By re‑examining the end‑to‑end flow of sparse acceleration, the authors identify an overlooked opportunity: the sparsity pattern predicted for a batch of tokens can be shared across stages, allowing the system to coordinate memory accesses and computation in a way that eliminates unnecessary data movement. Building on this insight, they propose SOFA, a compute‑memory‑optimized sparsity accelerator that co‑designs algorithms and hardware around a cross‑stage coordinated tiling principle.
The key technical contributions are threefold. First, the “leading‑zero computing paradigm” predicts attention sparsity using only log‑based addition operations, avoiding costly multiplication‑or‑comparison‑heavy prediction logic. By representing the sparsity mask as a series of leading‑zero counts, the hardware can compute the mask with a simple adder tree, dramatically reducing prediction latency.
Second, the authors introduce a “distributed sorting and sorted‑updating FlashAttention” mechanism. Instead of sorting the entire attention score matrix for each token block, SOFA maintains a pre‑sorted structure and updates it incrementally using a bit‑mask‑driven distributed sorter. This approach limits memory reads to the subset of entries that actually change, yielding a more contiguous and cache‑friendly access pattern.
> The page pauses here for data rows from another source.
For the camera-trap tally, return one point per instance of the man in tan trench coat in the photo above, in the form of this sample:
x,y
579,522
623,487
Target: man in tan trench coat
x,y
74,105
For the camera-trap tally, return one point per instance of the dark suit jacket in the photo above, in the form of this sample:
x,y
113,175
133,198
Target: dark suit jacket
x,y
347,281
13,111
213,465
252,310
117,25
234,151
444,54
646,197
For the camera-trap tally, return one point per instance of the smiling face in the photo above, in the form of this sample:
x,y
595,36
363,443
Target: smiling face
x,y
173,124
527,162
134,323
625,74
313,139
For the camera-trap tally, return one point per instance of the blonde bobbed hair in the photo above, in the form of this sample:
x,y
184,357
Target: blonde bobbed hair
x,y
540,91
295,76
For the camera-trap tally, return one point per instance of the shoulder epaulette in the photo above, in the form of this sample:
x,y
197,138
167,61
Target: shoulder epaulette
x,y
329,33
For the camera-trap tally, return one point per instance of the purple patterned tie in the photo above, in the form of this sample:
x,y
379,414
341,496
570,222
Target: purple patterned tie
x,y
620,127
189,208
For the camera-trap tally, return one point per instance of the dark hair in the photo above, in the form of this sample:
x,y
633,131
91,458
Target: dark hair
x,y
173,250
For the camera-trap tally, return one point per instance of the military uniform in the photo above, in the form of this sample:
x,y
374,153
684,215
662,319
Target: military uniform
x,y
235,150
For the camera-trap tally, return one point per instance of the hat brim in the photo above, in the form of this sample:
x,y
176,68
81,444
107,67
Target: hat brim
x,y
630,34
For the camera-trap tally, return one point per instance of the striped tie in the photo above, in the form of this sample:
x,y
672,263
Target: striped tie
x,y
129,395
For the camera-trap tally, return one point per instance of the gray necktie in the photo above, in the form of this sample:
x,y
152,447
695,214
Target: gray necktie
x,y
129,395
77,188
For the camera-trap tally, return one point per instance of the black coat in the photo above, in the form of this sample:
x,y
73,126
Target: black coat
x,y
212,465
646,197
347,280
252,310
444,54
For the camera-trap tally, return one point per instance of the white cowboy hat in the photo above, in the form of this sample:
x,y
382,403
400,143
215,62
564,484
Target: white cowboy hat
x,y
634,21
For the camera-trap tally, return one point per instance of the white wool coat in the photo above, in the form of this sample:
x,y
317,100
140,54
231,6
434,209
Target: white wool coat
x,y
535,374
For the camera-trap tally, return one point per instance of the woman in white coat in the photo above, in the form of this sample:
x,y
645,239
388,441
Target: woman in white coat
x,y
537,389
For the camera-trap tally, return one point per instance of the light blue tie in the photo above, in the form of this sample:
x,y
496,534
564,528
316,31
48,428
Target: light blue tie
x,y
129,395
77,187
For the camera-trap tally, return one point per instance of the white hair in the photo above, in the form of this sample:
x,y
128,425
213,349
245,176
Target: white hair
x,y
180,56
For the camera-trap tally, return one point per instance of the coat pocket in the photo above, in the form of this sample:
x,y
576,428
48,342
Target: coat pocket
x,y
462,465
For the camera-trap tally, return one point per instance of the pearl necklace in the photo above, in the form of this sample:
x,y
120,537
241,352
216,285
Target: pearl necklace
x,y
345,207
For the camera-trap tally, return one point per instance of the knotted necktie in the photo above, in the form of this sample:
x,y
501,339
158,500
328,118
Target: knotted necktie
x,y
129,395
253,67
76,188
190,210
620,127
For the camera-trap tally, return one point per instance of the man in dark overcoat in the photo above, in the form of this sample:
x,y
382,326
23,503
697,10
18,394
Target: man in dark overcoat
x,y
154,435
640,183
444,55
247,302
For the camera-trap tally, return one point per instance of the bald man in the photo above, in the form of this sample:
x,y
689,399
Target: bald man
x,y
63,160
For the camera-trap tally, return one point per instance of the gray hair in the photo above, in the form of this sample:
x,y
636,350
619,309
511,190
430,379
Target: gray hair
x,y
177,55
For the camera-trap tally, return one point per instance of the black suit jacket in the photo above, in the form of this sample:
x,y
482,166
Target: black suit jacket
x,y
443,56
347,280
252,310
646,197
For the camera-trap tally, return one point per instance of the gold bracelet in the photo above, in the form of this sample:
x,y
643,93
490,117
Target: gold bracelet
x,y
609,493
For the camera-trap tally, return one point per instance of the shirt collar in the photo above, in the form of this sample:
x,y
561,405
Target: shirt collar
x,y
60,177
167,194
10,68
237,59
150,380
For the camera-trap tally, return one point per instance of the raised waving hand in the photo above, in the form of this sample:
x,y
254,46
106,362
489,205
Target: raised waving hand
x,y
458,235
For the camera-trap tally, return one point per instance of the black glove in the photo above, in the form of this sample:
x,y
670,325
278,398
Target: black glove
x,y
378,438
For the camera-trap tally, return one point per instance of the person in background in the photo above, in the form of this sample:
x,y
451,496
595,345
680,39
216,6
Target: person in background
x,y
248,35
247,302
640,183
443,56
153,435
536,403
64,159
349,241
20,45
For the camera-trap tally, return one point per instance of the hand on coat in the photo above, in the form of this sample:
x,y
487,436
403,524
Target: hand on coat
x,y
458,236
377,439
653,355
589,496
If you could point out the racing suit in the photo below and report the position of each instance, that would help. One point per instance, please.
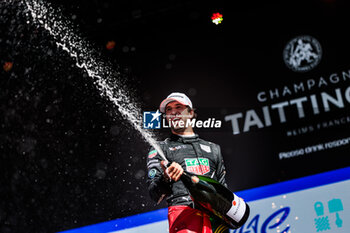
(197, 156)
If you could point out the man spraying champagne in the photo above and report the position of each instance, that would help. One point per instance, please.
(187, 153)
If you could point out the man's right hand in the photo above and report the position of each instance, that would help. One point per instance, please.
(173, 172)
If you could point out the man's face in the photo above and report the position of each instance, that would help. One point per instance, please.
(177, 115)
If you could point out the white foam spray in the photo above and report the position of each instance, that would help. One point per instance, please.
(87, 59)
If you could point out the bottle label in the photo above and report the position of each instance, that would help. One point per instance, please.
(237, 209)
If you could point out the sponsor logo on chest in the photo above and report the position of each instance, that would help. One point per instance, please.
(198, 166)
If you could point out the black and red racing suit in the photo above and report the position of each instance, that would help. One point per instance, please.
(195, 155)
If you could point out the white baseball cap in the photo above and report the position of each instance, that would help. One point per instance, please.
(175, 96)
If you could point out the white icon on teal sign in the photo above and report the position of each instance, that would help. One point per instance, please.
(334, 206)
(322, 222)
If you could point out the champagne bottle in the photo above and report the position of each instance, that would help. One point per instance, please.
(215, 199)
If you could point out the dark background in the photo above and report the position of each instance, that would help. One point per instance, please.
(68, 159)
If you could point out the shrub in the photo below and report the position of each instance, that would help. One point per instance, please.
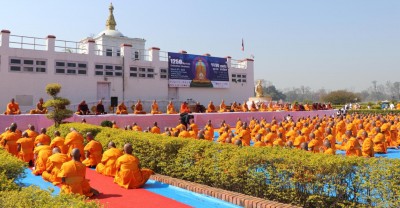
(288, 176)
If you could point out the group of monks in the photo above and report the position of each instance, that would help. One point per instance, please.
(63, 161)
(356, 134)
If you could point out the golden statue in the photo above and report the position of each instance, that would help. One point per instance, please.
(258, 90)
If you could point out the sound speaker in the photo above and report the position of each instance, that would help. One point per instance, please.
(114, 101)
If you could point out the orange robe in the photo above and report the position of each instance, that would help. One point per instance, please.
(43, 152)
(53, 166)
(108, 162)
(42, 138)
(74, 173)
(95, 151)
(11, 142)
(59, 142)
(26, 152)
(121, 109)
(129, 175)
(75, 140)
(12, 109)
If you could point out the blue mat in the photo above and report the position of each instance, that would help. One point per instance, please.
(31, 179)
(185, 196)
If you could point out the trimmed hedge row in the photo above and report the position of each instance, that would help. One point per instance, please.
(288, 176)
(12, 195)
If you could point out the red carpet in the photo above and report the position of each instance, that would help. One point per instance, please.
(112, 195)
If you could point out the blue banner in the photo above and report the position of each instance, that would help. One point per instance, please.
(188, 70)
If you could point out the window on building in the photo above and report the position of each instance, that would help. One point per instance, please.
(71, 68)
(27, 65)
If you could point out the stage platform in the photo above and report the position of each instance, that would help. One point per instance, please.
(164, 120)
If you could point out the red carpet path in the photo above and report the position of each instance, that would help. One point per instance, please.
(112, 195)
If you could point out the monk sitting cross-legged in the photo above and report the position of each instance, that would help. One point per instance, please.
(139, 108)
(53, 166)
(129, 175)
(73, 177)
(93, 151)
(41, 154)
(12, 108)
(110, 156)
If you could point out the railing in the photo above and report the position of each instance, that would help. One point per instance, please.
(140, 54)
(239, 64)
(25, 42)
(69, 47)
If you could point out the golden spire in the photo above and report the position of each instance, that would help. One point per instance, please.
(110, 24)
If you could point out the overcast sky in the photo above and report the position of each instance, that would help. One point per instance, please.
(337, 44)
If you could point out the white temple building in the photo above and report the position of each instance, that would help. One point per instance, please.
(108, 65)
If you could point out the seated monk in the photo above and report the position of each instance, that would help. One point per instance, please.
(121, 108)
(139, 108)
(10, 139)
(253, 107)
(83, 108)
(25, 149)
(100, 108)
(222, 107)
(73, 177)
(129, 174)
(184, 108)
(74, 140)
(211, 108)
(171, 108)
(53, 166)
(58, 141)
(108, 161)
(12, 108)
(93, 151)
(40, 109)
(43, 137)
(41, 154)
(154, 108)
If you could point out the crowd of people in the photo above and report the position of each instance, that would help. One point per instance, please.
(63, 161)
(83, 108)
(357, 135)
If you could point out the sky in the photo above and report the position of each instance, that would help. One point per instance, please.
(329, 44)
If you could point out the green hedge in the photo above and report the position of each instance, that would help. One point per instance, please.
(12, 195)
(288, 176)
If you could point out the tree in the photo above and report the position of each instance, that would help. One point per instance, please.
(341, 97)
(57, 106)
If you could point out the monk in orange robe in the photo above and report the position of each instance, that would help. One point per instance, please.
(154, 108)
(367, 148)
(129, 174)
(139, 108)
(25, 149)
(73, 177)
(222, 107)
(58, 141)
(184, 108)
(43, 137)
(40, 109)
(107, 166)
(171, 108)
(121, 109)
(41, 154)
(379, 142)
(93, 151)
(155, 129)
(211, 108)
(12, 108)
(74, 140)
(53, 166)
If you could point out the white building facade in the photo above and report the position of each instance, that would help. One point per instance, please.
(107, 65)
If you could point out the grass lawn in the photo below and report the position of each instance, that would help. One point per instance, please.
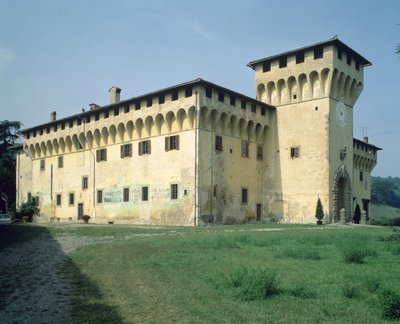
(234, 274)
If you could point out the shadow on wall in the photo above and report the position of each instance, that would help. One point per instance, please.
(39, 283)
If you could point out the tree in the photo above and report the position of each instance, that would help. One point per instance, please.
(9, 134)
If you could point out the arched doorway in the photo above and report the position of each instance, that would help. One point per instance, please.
(341, 192)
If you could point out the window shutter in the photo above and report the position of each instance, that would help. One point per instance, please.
(167, 144)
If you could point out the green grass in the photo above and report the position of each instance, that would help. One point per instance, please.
(235, 274)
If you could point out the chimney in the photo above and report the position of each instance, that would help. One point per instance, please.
(114, 95)
(93, 106)
(53, 116)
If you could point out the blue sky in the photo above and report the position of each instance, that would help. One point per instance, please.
(63, 55)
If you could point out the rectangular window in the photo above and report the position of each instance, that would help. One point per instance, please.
(188, 92)
(232, 100)
(42, 164)
(260, 152)
(245, 197)
(99, 196)
(294, 152)
(61, 161)
(71, 198)
(126, 194)
(266, 66)
(101, 155)
(318, 53)
(174, 191)
(218, 143)
(84, 182)
(58, 200)
(126, 150)
(245, 149)
(172, 143)
(145, 193)
(282, 62)
(300, 58)
(144, 147)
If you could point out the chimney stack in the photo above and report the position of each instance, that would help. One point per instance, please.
(53, 116)
(114, 95)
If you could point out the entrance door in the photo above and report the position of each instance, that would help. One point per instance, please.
(258, 214)
(80, 211)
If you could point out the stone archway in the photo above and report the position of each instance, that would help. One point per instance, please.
(341, 192)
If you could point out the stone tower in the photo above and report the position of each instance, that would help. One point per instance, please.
(314, 89)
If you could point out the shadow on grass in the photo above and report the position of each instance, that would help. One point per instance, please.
(40, 283)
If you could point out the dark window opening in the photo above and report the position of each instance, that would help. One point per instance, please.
(300, 58)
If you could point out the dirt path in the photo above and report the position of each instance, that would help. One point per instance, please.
(33, 287)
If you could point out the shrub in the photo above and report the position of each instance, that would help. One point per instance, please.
(356, 254)
(253, 283)
(390, 302)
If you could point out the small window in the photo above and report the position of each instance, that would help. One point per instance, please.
(174, 191)
(172, 143)
(266, 66)
(126, 150)
(260, 152)
(218, 143)
(245, 149)
(101, 155)
(300, 58)
(99, 196)
(245, 196)
(58, 200)
(71, 198)
(84, 182)
(339, 54)
(294, 152)
(188, 92)
(348, 59)
(61, 161)
(42, 164)
(126, 194)
(318, 53)
(208, 92)
(282, 62)
(144, 147)
(145, 193)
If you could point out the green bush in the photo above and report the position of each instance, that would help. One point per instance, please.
(390, 302)
(253, 283)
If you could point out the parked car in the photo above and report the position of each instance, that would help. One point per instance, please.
(5, 219)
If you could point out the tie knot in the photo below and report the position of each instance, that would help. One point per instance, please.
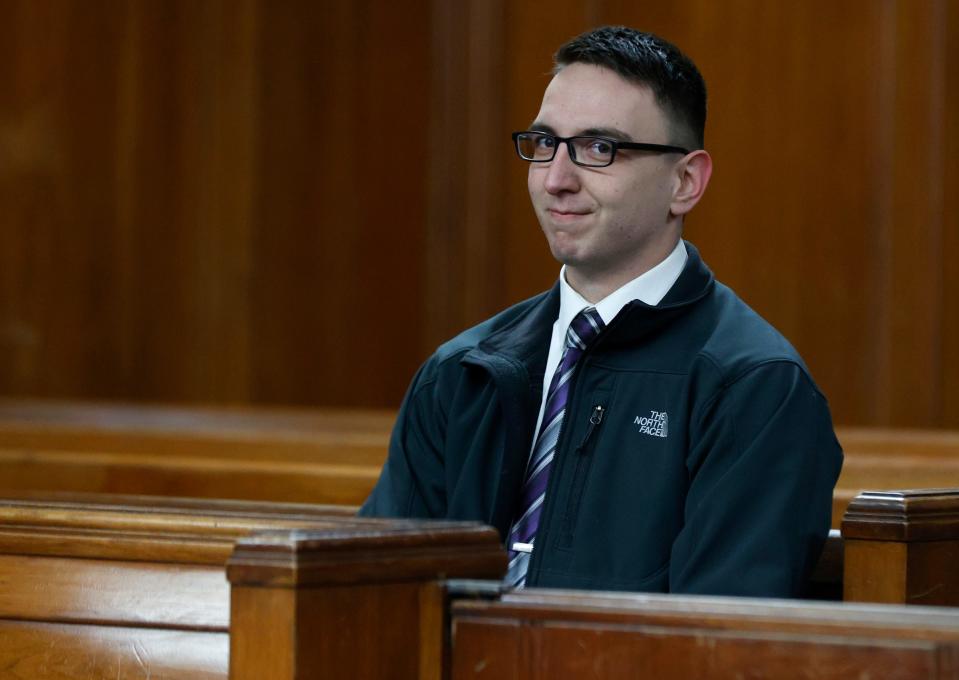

Third, the “cross‑stage coordinated tiling” principle aligns compute, memory, and sorting tiles at a fine granularity so that data loaded for one tile can be reused by the next stage without extra transfers. The tiling scheme is derived from an analysis of the dataflow graph, ensuring that each tile’s lifetime spans multiple stages, thereby minimizing off‑chip bandwidth consumption and reducing overall latency.
On the hardware side, SOFA integrates a sparsity‑aware matrix‑multiply unit, a dedicated log‑adder pipeline, high‑bandwidth on‑chip SRAM, and a parallel bit‑mask sorter into a single System‑on‑Chip. The matrix unit skips zero‑valued elements based on the leading‑zero mask, achieving compute proportional to the actual non‑zero work. The sorter performs O(log N)‑time distributed sorting using a tree of comparators driven by the same bit‑mask representation, and an “in‑flight” buffer merges new scores with the existing sorted list without full re‑sorting. Dynamic voltage and frequency scaling (DVFS) is applied based on the observed sparsity ratio, allowing power to scale with effective workload.
The authors evaluate SOFA on 20 benchmarks covering a range of transformer models (BERT, GPT‑2, T5, RoBERTa) and various batch sizes and sequence lengths. Compared with an Nvidia A100 GPU, SOFA delivers an average 9.5× speed‑up and 71.5× improvement in energy efficiency. When benchmarked against eight state‑of‑the‑art sparse accelerators, SOFA achieves on average 15.8× higher energy efficiency, 10.3× better area efficiency, and 9.3× faster inference. The gains are especially pronounced in memory‑bandwidth‑constrained environments such as edge devices or densely packed data‑center accelerators, where the reduction in off‑chip traffic directly translates into lower power and higher throughput.
In conclusion, the paper demonstrates that coordinating sparsity information across pipeline stages—rather than treating each stage in isolation—can fundamentally reshape the performance‑energy trade‑offs of transformer inference. SOFA’s algorithm‑hardware co‑design showcases a viable path toward scalable, energy‑efficient LLM inference, and the cross‑stage tiling methodology is likely to influence future accelerator architectures that must handle ever‑larger token parallelism.